He would always tell us, “Swim here now under these conditions.” And you’ve got to remember this is division 2 swimming in the early 2000s.

We got a cap, a pair of goggles, a drag suit, and and a brief.

That was your team outfitting for the year.

If the football team didn’t have enough guys, you got an extra t-shirt.

Meal money on breaks was $10 a day.

Performance fuel at championships was Go-Gurt and Pop-Tarts.

And And he knew that.

And it it had to not matter because it was our job to do our job.

So it didn’t matter if we ran out of Go-Gurt and it was finals on the last night or we had extra money that day and we got we got cliff bars. you had to go and you had to swim and you had to make the most of it.

The one memory that stuck in my mind was my I think it was my junior year, my first year as a captain.

We’re swimming practice and so Southern Connecticut is in New Haven for those who don’t know.

There’s another college people have heard of in New Haven.

It’s called Yale.

So, we’re swimming practice on I think a Friday afternoon, probably an hour in.
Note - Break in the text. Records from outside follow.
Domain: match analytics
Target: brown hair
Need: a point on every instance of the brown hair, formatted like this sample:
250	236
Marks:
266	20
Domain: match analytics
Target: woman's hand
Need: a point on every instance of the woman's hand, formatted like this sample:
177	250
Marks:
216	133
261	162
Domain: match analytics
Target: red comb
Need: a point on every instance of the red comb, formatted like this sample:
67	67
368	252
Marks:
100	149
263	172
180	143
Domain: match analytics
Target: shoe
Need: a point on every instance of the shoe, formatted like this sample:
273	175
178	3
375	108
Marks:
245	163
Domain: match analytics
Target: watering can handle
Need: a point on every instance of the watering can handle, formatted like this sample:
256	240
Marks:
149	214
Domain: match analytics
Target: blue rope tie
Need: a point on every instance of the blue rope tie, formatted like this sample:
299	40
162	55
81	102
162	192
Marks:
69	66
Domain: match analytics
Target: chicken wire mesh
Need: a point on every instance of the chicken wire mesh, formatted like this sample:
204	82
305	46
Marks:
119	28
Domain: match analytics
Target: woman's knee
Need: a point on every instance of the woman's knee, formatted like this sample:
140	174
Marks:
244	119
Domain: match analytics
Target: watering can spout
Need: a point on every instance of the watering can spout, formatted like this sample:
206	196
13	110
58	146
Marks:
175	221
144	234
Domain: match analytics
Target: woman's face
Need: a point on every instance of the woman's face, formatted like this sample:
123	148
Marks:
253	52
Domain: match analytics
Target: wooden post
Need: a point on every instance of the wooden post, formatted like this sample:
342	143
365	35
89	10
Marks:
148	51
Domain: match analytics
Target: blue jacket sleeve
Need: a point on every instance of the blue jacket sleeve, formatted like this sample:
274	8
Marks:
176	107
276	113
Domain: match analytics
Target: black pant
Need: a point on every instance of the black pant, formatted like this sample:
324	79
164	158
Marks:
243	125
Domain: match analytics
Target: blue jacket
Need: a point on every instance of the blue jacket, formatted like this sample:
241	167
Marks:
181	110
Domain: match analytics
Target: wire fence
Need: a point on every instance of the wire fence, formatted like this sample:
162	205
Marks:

And Tim comes onto the deck and he pulls myself out and our my co my co- captain Mike and he goes, “Guys, the vans are out back.

Okay, get the boys out of the water.

You need to be dressed and in the vans in 10 minutes.

Tim, where are we going?

We have a dual meet with Yale.

Don’t tell anybody.

Get them in the vans.

Excuse me.

What?

Boys, this is not time for questions.

You will swim here now under these conditions.

So, literally, he walks out with our assistant coach.

They get in the vans.

Mike and I pull every all the boys out of the water.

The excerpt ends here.